One thought that kept occurring to me when I was temporarily deprived of contact with my grandson was 'do you want to be in the right, or do you want to see him again?' There was no contest - whatever it took. I kept my mouth shut and did whatever I could to be helpful, including capitulating on what most people would say were highly unreasonable demands from ex-DiL. Riding it out until her anger and spite switched to someone else was awful, but the benefit was that I got to start seeing my grandson who was in turmoil at home and at school, whilst my son was taking court action to formalise his access. I slipped up once and said that I didn't like what she was doing to alienate my grandson from his dad. Apologised a few days later and explained that we all have a wobble sometimes and asked that she would see it in the context of how she acts when under stress. It was 3 months before I saw him, though, and only because she needed someone to look after him when he came out of school one day.
Three years on, there's a much happier grandson who sees his dad as often as he wants and may be going to live with him when he starts college. I see him every week and email him freely. Ex-DiL is still hostile but doesn't have the power to make my life miserable now. She can't argue with someone who won't engage in an argument, can she?
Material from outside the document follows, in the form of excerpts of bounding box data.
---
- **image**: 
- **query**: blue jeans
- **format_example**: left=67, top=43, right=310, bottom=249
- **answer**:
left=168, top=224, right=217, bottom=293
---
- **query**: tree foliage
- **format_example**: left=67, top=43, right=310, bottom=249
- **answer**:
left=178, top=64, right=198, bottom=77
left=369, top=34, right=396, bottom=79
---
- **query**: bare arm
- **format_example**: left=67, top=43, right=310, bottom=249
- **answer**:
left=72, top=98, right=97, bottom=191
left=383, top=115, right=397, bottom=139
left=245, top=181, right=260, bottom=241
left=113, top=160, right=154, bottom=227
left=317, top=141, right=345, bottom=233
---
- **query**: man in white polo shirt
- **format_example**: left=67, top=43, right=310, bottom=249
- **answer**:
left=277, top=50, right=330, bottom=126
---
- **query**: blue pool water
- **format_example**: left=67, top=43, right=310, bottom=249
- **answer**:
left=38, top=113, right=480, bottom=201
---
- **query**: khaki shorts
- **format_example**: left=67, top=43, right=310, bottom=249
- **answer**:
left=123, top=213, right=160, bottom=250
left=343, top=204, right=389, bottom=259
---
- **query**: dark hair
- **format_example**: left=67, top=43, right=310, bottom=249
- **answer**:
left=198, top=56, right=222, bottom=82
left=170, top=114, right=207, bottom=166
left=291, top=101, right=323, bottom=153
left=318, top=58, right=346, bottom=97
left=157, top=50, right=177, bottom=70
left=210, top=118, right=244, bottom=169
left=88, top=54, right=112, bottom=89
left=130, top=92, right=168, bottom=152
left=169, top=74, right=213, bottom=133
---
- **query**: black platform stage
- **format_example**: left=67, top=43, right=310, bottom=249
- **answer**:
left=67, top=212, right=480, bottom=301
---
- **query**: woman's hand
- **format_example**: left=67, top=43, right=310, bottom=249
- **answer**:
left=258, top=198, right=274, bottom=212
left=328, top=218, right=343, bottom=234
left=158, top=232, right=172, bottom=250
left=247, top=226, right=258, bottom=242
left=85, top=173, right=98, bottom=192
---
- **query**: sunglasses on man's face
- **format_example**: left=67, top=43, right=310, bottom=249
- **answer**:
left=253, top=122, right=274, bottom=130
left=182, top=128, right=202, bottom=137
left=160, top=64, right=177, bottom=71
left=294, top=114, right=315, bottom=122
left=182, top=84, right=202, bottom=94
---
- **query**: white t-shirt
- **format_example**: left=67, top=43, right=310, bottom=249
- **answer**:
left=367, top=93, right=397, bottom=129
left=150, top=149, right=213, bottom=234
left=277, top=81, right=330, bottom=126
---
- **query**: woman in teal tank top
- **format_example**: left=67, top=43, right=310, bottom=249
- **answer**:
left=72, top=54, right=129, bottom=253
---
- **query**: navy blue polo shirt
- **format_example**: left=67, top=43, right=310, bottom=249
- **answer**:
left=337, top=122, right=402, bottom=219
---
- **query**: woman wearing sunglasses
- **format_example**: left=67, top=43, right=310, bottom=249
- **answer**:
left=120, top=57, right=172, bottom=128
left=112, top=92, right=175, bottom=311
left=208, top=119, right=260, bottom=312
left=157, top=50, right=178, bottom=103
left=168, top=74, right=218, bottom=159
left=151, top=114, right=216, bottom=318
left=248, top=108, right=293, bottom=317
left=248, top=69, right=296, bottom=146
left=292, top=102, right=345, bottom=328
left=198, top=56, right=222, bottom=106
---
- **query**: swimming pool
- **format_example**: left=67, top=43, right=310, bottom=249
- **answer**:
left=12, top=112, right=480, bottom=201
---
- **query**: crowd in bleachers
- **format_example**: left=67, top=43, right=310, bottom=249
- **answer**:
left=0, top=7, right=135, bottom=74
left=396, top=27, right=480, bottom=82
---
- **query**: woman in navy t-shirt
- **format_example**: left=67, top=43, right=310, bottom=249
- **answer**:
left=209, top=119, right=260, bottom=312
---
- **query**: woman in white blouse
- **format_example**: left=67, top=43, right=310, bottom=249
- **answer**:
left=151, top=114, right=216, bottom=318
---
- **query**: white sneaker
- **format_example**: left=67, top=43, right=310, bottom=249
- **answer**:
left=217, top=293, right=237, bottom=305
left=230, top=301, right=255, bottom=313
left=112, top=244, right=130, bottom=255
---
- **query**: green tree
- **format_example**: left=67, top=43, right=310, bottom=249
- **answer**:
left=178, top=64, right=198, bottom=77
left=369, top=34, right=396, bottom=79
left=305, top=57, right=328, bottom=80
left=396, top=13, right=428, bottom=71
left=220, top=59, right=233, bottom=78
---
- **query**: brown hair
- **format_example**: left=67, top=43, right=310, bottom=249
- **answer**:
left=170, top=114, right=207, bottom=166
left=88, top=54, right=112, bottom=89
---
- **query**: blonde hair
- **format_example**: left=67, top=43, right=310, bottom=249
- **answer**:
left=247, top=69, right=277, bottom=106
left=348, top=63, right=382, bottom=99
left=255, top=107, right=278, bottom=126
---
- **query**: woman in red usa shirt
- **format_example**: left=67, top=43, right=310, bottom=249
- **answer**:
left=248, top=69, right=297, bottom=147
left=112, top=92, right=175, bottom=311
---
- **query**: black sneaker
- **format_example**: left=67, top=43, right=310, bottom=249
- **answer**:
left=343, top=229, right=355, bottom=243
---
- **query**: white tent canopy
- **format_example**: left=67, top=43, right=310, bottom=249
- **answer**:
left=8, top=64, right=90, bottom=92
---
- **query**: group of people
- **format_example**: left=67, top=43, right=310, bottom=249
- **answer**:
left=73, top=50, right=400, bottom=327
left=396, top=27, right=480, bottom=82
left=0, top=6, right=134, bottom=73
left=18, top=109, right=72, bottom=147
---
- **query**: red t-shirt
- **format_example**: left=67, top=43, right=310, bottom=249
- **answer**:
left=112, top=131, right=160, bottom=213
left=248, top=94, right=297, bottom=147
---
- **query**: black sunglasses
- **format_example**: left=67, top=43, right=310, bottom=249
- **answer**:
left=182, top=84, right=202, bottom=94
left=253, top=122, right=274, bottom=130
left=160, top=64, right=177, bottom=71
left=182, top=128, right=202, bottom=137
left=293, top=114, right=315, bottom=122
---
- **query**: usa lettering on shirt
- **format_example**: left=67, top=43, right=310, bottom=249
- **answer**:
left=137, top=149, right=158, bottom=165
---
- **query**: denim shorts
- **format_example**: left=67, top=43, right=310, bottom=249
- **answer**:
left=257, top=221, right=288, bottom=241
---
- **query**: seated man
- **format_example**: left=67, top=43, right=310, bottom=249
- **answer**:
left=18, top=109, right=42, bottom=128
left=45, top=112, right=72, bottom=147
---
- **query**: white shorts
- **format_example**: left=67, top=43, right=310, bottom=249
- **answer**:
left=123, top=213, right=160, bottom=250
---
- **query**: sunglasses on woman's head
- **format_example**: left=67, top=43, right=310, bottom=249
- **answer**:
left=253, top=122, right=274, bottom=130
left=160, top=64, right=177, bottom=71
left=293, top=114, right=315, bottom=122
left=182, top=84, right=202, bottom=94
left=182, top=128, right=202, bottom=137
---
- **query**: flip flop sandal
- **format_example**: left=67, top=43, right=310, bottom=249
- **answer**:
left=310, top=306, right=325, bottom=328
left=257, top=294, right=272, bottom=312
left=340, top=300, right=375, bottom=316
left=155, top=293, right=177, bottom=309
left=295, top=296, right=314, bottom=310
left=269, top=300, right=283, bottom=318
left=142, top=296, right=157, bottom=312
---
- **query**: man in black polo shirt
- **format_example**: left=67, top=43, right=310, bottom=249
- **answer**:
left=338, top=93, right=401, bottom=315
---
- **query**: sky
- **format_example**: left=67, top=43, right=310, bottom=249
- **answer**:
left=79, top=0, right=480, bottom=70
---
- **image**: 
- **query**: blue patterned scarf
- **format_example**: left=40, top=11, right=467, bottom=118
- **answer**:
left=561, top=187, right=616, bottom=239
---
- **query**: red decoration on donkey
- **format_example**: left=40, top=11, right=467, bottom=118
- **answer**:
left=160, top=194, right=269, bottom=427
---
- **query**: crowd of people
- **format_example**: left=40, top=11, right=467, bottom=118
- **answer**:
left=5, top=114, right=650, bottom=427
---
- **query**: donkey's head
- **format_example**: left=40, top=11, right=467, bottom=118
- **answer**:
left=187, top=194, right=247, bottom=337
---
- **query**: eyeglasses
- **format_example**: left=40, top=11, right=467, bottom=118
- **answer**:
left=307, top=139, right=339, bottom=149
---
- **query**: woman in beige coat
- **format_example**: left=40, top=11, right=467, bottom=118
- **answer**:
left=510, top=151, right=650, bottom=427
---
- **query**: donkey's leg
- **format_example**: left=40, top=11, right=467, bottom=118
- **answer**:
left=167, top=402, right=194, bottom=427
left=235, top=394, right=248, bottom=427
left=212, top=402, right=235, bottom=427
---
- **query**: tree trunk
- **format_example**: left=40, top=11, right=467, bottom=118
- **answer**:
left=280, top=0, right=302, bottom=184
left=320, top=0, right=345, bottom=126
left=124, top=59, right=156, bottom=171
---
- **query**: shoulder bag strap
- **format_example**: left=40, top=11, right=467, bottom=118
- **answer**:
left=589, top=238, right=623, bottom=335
She's busy fighting with another ex now, and has cut off another set of grandparents.
Unhappily, some grandparents may have gone beyond being able to retrieve the breakdown that has resulted in them losing contact with grandchildren. It's a horrible situation to be in and I hope the children make their own informed decisions as they grow up, but for those grans who are still trying to get things back on a civil footing I would say don't engage in arguments and power games - you'll make a bad situation worse. Apologies and offers to help might stick in your throat, but they are nothing like the agony of being deprived of contact with a much loved grandchild.
One final thought - when this thread runs out, why not change the title to something more appropriate? 'Am I being unreasonable' invites posters to consider whether you might be.